While THE ENCHANTED APRIL is a whimsical fairy tale-esque story, it is not merely a shallow piece of fluff. Unlike other lighthearted, happy-ending novels such as POLLYANNA, Judith Krantz's novels, and the James Bond novels among others, Arnim tries to convey a deeper meaning. She utilizes the characters and their contrasting personalities to go beyond the stock character, and to portray the eccentricities and hardships of male-female relationships. Arnim uses a sharp wit and a lot of irony to exemplify that THE ENCHANTED APRIL cannot be classified as a harmless romance; it has a biting social commentary too. Each character is a bit of a farce of a type found in society, and Arnim softly mocks their complaints (such as the beautiful woman who complains about getting complements) and makes the causes of their happiness seem ridiculous. The reader finishes the novel thinking that there are no insolvable problems; seeing the beauty in things can overcome any obstacle. Much of the novel's success is owed to its conveyance of the beautiful surrounding, however. Reading about foreign lands allows people to believe in stories that would otherwise be unbelievable. One can almost believe it possible for people to undergo drastic changes for the better when it occurs in a different place, especially if that place is portrayed as an Eden of sorts.

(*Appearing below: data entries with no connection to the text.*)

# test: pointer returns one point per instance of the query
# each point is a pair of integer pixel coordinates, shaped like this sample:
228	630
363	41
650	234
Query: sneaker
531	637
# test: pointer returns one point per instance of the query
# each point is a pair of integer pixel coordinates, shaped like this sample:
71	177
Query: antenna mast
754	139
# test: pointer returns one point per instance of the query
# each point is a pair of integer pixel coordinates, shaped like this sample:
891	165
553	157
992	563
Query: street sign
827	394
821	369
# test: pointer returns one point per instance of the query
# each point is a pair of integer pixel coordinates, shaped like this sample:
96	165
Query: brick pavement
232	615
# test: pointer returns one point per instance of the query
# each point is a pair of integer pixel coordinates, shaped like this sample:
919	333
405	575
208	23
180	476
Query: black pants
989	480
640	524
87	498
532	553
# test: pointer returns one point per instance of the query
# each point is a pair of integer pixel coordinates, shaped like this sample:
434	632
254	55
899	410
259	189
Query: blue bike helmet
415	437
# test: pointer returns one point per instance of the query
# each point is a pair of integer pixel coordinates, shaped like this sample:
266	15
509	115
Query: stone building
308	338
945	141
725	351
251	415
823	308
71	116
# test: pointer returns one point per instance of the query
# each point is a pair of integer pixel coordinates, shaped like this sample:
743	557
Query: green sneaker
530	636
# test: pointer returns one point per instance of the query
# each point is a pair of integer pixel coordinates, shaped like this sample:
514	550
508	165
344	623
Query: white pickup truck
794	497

The theme of finding love and happiness in a foreign land is not novel to THE ENCHANTED APRIL, but is rather an old, well-used standard for novelists. E.M. Forster repeatedly used this formula in books such as PASSAGE TO INDIA, and ROOM WITH A VIEW. A more contemporary example is the novel SCARLET; Scarlet only finds happiness after moving to Ireland and seeing the beauty there. As the years have passed, this category of the "foreign realistic romance" has been amended so that the novel need not be set in a foreign country so much as a setting "foreign" to most readers. The success of BRIDGES OF MADISON COUNTY is partly due to the setting of the novel. Most contemporary readers of the novel lived in cities or suburbs; they are neither farmers nor familiar with farmland, so the setting seems more conducive to inspiring romance through its beauty.
THE ENCHANTED APRIL teaches the publishing and writing industry several key things about formulating a bestseller. Elizabeth Arnim and Doubleday & Page made sure to market the book in the most opportune way possible. They rode on the coattails of Arnim's earlier success by crediting the novel to "The Author of ELIZABETH AND HER GERMAN GARDEN", which was a big hit. They also highly advertised the novel as an escape from the bleakness of life into a world of "wisteria and sunshine". How could people not succumb to the hype in that post-war atmosphere? Unfortunately, though the novel did contain some depth beneath the shallow, pretty description, it could not last on the bestseller list. All the hard work could not overcome the new American interest in realism. The novel has survived throughout the ages, however, and continues to teach us about what it takes to be a bestseller.
Sources:
Hacket, Alice. "Bestsellers in the Bookstore" from BOOKSELLING IN
AMERICA AND THE WORLD ch. 4.
Gladstone. "Science of the Sleeper" from NEW YORKER Oct. 4, 1999.